According to documents filed in court, Thomas Capuano was the Commissioner of the Rensselaer Department of Public Works, and the supervisor of his two co-defendants, Ronald Foust and Jeffrey Clark. Surveillance videos from a local scrap yard showed Foust and Clark cashing in items discarded by city residents. Foust and Clark later implicated Capuano, their supervisor, in the scheme. Both Foust and Clark have pleaded guilty for their roles in the scheme and are awaiting sentencing.

The Sanitation Division within the City’s Department of Public Works collects the city’s metals, including refrigerators, stoves, and copper coil that city residents leave on their curbs for home pick-up. The Sanitation Division then takes collected items to Rensselaer Iron, a scrap yard in Rensselaer County where the city has an account. In exchange, Rensselaer Iron writes a check to the city for the value of the metal turned in.

Court documents indicate that Foust, who was the Foreman of the sanitation crew, told investigators that at some point prior to 2010, he had the idea that rather than take both the bulk metal and scrap metal to Rensselaer Iron, he could separate the scrap metal from the bulk metal, and take the scrap metal to another scrap yard in Albany, Capitol Scrap, that paid out in cash. In doing so, he could pocket some extra money without the bulk metal even appearing to have been stripped of its parts. Foust took this idea to his supervisor, Mr. Capuano, who approved of the idea and allowed him to use a city truck to make the trips during business hours. According to the felony complaint filed in court, Foust and Clark shared part of the proceeds with Mr. Capuano.  This scheme involved at least $46,000 in theft from the city during the four year period.

The Joint Task Force on Public Integrity is a cooperative effort between Attorney General Schneiderman's and Comptroller DiNapoli's offices to root out public corruption and maximize the resources of each office. Attorney General Schneiderman thanks the staff at Comptroller DiNapoli’s Office for their invaluable cooperation and assistance in this investigation.

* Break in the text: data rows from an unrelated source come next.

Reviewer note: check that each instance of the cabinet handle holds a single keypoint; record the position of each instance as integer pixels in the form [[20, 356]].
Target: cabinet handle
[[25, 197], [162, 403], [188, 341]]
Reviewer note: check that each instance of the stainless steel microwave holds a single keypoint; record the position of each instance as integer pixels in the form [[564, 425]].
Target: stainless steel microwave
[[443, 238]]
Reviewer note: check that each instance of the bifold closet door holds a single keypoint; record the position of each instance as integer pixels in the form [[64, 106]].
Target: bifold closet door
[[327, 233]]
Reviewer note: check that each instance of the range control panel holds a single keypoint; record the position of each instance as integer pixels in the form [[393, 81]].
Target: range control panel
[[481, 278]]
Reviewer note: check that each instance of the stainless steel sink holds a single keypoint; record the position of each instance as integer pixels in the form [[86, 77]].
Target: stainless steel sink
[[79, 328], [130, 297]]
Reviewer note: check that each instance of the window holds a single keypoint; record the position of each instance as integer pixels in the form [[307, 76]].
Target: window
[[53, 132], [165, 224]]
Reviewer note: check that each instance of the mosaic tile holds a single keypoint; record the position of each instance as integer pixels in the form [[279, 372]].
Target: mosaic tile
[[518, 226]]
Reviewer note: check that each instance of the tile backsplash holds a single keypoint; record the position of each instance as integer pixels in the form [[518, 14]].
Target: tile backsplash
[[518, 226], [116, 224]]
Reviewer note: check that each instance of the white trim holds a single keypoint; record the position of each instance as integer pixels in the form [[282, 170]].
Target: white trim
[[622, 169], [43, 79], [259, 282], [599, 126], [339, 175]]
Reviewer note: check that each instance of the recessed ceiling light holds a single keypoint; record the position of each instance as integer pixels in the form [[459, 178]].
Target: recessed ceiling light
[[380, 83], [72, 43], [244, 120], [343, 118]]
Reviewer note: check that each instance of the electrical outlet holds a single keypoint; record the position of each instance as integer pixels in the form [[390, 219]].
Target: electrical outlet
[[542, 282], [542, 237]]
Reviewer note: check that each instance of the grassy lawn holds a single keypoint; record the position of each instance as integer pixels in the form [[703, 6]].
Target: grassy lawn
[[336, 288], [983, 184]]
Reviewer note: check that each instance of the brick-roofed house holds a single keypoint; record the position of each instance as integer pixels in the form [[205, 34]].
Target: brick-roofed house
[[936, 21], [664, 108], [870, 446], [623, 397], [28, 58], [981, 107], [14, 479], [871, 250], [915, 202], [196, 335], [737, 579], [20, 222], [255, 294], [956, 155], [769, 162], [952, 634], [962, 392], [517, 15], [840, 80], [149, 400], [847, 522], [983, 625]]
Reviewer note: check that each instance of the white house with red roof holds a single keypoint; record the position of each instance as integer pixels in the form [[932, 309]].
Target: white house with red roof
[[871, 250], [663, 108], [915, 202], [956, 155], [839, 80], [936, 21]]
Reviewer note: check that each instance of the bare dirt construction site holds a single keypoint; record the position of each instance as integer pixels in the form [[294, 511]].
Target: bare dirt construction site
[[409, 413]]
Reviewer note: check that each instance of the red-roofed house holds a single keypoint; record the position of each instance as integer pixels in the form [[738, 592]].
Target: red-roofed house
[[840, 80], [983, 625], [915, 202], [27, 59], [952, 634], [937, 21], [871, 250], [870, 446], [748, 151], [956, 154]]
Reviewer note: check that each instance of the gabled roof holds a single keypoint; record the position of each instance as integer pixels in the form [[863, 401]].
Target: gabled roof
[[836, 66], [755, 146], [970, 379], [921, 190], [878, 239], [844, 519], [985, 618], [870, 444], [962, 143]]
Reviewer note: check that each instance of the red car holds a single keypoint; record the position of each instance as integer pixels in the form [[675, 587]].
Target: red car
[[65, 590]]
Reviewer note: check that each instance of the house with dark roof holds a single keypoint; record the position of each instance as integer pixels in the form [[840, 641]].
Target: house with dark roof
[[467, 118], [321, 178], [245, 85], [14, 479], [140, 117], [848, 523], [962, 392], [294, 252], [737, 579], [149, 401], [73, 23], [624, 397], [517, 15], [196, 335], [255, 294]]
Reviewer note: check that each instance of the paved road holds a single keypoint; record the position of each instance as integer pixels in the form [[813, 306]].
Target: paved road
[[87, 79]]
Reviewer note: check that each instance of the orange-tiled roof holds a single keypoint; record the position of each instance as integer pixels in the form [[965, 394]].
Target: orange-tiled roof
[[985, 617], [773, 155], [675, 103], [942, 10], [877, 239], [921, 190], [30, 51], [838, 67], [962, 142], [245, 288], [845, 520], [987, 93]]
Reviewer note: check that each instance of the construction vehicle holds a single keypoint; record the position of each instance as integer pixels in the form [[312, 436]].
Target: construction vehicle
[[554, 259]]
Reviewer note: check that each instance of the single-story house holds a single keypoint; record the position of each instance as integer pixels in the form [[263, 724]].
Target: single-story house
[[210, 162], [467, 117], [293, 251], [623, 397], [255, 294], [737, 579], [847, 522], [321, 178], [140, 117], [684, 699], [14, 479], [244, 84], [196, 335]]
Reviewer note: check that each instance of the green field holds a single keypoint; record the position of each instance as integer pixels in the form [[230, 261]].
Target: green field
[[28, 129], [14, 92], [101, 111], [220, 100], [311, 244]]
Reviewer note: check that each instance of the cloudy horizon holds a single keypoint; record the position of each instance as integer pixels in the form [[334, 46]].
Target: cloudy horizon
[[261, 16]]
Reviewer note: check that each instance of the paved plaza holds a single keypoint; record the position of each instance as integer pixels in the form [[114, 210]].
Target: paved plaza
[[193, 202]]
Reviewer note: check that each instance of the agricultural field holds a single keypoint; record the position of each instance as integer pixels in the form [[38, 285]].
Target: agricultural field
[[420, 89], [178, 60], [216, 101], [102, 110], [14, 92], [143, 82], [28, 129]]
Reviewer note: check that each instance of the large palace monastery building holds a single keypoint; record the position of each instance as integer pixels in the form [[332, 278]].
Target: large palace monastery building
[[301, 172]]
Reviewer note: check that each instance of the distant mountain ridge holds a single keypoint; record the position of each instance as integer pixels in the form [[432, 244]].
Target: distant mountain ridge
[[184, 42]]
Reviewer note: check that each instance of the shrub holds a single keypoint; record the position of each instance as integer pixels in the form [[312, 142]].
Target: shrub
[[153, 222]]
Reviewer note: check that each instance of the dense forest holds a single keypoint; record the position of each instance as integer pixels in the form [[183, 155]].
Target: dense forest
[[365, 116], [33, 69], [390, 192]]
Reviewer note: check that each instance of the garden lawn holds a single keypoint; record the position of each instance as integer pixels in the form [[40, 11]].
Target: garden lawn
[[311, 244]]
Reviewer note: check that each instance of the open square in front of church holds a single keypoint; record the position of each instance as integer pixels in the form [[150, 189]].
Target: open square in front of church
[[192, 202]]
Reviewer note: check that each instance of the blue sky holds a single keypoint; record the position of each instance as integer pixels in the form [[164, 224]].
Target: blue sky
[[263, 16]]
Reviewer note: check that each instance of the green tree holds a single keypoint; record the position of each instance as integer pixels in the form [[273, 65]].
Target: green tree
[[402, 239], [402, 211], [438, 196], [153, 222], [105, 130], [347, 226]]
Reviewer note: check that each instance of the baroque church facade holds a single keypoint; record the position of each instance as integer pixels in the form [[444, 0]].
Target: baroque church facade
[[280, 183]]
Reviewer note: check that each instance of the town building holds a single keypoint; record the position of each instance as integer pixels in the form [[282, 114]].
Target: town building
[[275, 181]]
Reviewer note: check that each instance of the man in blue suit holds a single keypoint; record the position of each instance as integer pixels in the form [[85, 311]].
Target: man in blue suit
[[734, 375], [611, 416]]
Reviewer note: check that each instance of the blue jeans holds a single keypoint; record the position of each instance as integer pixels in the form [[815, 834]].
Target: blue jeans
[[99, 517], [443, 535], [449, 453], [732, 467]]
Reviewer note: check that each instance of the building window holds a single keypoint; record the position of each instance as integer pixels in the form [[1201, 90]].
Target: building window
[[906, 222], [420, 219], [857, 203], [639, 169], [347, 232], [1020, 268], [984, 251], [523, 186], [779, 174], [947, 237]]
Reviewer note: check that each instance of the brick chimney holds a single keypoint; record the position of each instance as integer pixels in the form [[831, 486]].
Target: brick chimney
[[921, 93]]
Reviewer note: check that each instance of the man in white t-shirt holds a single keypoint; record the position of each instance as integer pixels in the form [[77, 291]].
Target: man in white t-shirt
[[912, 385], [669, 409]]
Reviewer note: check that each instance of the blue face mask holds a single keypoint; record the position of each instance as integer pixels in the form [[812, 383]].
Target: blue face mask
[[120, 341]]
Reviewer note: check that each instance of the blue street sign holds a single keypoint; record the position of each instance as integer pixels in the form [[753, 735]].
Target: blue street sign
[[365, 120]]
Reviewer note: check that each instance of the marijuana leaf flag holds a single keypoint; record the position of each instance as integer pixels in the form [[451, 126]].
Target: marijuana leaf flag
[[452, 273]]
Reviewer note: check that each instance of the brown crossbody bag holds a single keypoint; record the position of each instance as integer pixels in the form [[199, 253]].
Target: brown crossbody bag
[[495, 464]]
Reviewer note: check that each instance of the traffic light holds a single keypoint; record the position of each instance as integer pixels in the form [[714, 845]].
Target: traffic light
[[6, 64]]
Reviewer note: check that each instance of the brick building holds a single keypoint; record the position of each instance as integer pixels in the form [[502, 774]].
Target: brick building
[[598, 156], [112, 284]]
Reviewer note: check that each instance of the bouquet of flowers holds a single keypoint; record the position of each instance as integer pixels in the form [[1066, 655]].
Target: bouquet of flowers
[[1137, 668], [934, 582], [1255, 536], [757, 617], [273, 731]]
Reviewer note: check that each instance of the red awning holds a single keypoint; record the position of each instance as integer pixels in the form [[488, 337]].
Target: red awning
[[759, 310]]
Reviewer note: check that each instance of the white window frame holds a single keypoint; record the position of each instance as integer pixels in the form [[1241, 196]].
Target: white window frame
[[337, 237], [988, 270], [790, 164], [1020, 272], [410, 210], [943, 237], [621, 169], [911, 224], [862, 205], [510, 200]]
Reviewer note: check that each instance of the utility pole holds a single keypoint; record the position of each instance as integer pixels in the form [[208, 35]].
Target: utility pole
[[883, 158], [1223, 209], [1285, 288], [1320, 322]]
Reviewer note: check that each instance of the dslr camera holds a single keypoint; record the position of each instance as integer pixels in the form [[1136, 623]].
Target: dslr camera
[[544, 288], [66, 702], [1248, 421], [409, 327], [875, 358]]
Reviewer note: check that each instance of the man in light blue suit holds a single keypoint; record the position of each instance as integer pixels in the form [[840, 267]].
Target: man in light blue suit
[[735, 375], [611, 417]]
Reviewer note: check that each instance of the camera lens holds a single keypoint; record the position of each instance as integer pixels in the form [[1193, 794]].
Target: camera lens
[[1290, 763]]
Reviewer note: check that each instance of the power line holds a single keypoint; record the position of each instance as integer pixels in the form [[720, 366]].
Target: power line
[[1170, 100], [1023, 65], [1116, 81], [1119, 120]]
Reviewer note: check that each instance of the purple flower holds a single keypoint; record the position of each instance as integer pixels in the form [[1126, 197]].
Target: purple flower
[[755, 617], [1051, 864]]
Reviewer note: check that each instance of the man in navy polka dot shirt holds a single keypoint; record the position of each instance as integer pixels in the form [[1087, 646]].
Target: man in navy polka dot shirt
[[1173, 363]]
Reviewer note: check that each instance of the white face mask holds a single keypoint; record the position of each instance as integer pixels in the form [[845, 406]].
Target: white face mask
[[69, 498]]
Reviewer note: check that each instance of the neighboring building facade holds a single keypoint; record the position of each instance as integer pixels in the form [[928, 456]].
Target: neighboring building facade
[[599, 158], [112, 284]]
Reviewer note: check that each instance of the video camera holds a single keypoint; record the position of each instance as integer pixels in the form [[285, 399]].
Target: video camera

Prosecuting the case is Assistant Attorney General Christopher Baynes of the Attorney General’s Public Integrity Bureau, assisted by Assistant Attorney General Rachel Doft and former Assistant Attorney General Colleen Glavin. The Public Integrity Bureau is led by Bureau Chief Daniel Cort and Deputy Bureau Chief Stacy Aronowitz. The Public Integrity Bureau is part of the Division of Criminal Justice led by Executive Deputy Attorney General for Criminal Justice Kelly Donovan. The investigation was handled by Investigator Dennis Tomasone, with support from Deputy Chief Investigator Antoine Karam and Chief Investigator Dominick Zarrella of the Attorney General's Investigations Bureau.

The joint investigation was conducted with the Comptroller’s Division of Investigations.